Friday, May 22, 2009

Wiki Spam

I've finally had to go authoritarian and turn off self registration on the wiki (http://www.xmlsh.org)

At first I noticed some new posts and was excited someone was helping to add content to the site. Then I read closely and discovered it was subtle spam for paid web service unrelated to xmlsh or even xml. I edited out that part leaving in the good part which was added. Then today I discover pure graffiti, a plain web link added to the top of the page.

This "community authoring" model might work for something heavily trafficked like wikipedia, but its not working for me. I beg my friends to add content, but instead strangers login and spam the site. I don't have the time to keep up after it so I've turned it off.

If you would like to add non-spam content or even correct bad spelling, please let me know and I'll gladly register you and send you the login. If you want to add spam you'll have to try a little harder now. Sorry.

Wednesday, May 13, 2009

Working on Documentation

As part of moving into Alpha2 and preparing for Beta, I'm slowly working on the documentation.  This is in wiki format on the main site (http://www.xmlsh.org)

Any comments or suggestions on how to improve the documentation greatly welcome. 
Any volunteers to help with documentation even more welcome !

There's a dual purpose for documention.  First, of course, is to help document things so people can use it.  (even for me, I actually just stumbled on a feature I forgot I implemented).

But the other purpose is to flesh out problems that are not obvious in the test cases or the code, but become obvious when documenting.  For example I just realized (and fixed) that the only named port was "error", I hadnt actually implemented the implicit stdin/stdout as named ports.  I only discovered this while cleaning up the port redirection page.

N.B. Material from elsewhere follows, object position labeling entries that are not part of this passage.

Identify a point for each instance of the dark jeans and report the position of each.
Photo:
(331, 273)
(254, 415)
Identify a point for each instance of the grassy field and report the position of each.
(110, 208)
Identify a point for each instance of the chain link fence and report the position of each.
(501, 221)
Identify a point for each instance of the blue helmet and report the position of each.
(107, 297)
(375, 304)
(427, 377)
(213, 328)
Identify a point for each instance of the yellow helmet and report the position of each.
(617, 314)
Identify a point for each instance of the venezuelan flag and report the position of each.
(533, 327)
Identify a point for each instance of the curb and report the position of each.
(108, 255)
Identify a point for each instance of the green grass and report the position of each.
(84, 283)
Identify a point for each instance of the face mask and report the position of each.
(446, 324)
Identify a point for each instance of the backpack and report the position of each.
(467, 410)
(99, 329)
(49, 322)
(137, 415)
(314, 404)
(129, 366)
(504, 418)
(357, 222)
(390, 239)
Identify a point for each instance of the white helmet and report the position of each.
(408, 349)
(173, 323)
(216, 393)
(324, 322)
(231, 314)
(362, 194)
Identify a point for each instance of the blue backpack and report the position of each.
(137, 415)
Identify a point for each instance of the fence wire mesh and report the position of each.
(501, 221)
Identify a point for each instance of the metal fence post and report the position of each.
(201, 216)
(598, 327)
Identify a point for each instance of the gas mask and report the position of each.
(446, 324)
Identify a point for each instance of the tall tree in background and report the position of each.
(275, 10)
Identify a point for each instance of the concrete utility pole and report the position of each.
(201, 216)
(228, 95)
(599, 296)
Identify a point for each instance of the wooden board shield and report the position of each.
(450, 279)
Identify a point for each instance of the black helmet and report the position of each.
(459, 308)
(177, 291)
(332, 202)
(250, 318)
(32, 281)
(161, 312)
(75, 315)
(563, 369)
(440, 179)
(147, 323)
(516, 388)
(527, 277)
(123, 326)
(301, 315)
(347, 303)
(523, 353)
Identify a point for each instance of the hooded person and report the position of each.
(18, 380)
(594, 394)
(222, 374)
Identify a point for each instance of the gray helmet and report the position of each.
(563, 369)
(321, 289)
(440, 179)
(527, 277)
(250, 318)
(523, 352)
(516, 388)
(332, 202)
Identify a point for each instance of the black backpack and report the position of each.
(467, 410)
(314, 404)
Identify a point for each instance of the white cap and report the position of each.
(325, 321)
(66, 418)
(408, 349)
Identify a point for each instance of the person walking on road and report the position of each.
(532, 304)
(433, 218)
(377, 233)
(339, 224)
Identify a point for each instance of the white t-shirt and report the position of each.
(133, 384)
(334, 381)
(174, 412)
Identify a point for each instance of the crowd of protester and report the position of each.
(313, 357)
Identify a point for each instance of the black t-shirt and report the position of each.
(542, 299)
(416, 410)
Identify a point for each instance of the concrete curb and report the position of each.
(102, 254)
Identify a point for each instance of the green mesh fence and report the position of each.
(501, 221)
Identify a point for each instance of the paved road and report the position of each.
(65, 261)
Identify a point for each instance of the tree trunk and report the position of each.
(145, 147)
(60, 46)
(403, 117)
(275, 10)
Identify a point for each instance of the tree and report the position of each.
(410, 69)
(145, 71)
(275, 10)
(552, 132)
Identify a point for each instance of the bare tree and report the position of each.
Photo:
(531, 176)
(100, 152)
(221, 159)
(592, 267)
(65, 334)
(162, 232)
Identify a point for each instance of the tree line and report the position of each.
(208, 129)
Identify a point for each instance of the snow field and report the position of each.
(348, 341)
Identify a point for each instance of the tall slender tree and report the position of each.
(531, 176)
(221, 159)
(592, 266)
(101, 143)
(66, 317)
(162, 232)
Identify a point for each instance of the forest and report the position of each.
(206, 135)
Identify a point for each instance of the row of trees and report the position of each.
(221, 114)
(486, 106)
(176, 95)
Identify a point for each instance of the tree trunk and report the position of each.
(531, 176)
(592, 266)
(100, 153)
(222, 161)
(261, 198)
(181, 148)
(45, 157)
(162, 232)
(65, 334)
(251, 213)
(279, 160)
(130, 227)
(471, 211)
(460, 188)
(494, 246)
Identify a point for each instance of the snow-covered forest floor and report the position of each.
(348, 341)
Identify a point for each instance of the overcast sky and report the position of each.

The problem with the 2nd part is its way too easy to get sidetracked and start working on implementation ... 1 minute of documentation can easily lead to hours of implementation ... and hence thats why the docs are in such bad shape :(

Suggestions on what to focus on and how to avoid getting caught up in implementation welcome.

Friday, May 8, 2009

Alpha 2 released

I think this is a major milestone. I released Alpha 2 today (0.0.2.0).
While these version numbers are somewhat arbitrary they are a mental guide.
With Alpha 2 I have semi-formally "frozen" the syntax and will focus on stability, minor feature enhancements and command enhancements while attempting to not change the syntax or at least not change it in an incompatible way. It would be foolish to promise I wont add new syntax (Thinking of try/catch for example ...) But I am going to try to keep any syntax changes minimal and compatible.

I believe this release is ready for production environments, in controlled situations. At my day job, xmlsh has been running in production for about 9 months so you can be assured that I'm not going to do anything that would break that.